De rechtbank zal voor de bepaling van de draagkracht van de man volgens de aanbevelingen van de Expertgroep Alimentatie de daarbij behorende draagkrachtformule van 60% x [NBI – (0,3 x NBI + 1310)] toepassen, met dien verstande dat de rechtbank de formule aanpast voor wat betreft de woonlasten nu zij, zoals hiervoor overwogen, ervan uitgaat dat de man voorlopig de lasten van de echtelijke woning voor zijn rekening zal nemen. De rechtbank zal aansluiten bij de door de man gestelde huurlasten van € 2.000,- per maand nu dit bedrag nog onder het woonbudget van 30% van zijn NBI ligt, plus de woonlasten van de echtelijke woning van € 2.831,17 per maand (netto 2.831 – 327 = € 2.504,-), bestaande uit € 871,39 rente (netto 871 – 327 = € 544,-) en € 1.959,78 hypotheek aflossing. De vrouw heeft weliswaar gesteld dat de bank er (mogelijk) mee akkoord gaat dat er voorlopig geen aflossingen hoeven te worden gedaan, doch dit heeft zij niet met stukken aangetoond.
De rechtbank verwijst naar de aangehechte berekening.
Volgens bovenstaande formule bedraagt de draagkracht van de man:
60% x [7.868 – (4.504 + 1310)] = € 1.232,- per maand.

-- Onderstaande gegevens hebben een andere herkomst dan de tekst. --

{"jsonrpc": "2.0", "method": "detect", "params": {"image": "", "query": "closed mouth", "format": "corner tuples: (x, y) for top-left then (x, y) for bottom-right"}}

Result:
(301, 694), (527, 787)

De rechtbank gaat er eveneens van uit dat de man, zoals hij heeft aangegeven, de verblijfsoverstijgende kosten van de kinderen voorlopig voor zijn rekening neemt. Na aftrek van deze kosten van de kinderen van € 1.750,- per maand resteert er aan de kant van de man geen draagkracht voor partneralimentatie.
Conclusie
Het voorgaande brengt met zich dat de rechtbank het verzoek van de vrouw om voorlopige partneralimentatie zal afwijzen.
Aanhechten berekening
De door de rechtbank gemaakte berekening is aan deze beschikking gehecht en maakt daarvan deel uit.

Beslissing

De rechtbank:
*
bepaalt dat de vrouw met ingang van 1 oktober 2025 bij uitsluiting gerechtigd zal zijn tot het gebruik van de echtelijke woning aan de [adres] ( [postcode] ) te [plaats 2] beveelt mitsdien dat de man die woning dient te verlaten en verder niet mag betreden;
*
verklaart deze beschikking tot zover uitvoerbaar bij voorraad;
*
wijst af het meer of anders verzochte.
Deze beschikking is gegeven door mr. A.C. Olland, rechter, bijgestaan door mr. R.P. Bas als griffier, en uitgesproken ter openbare zitting van 18 augustus 2025.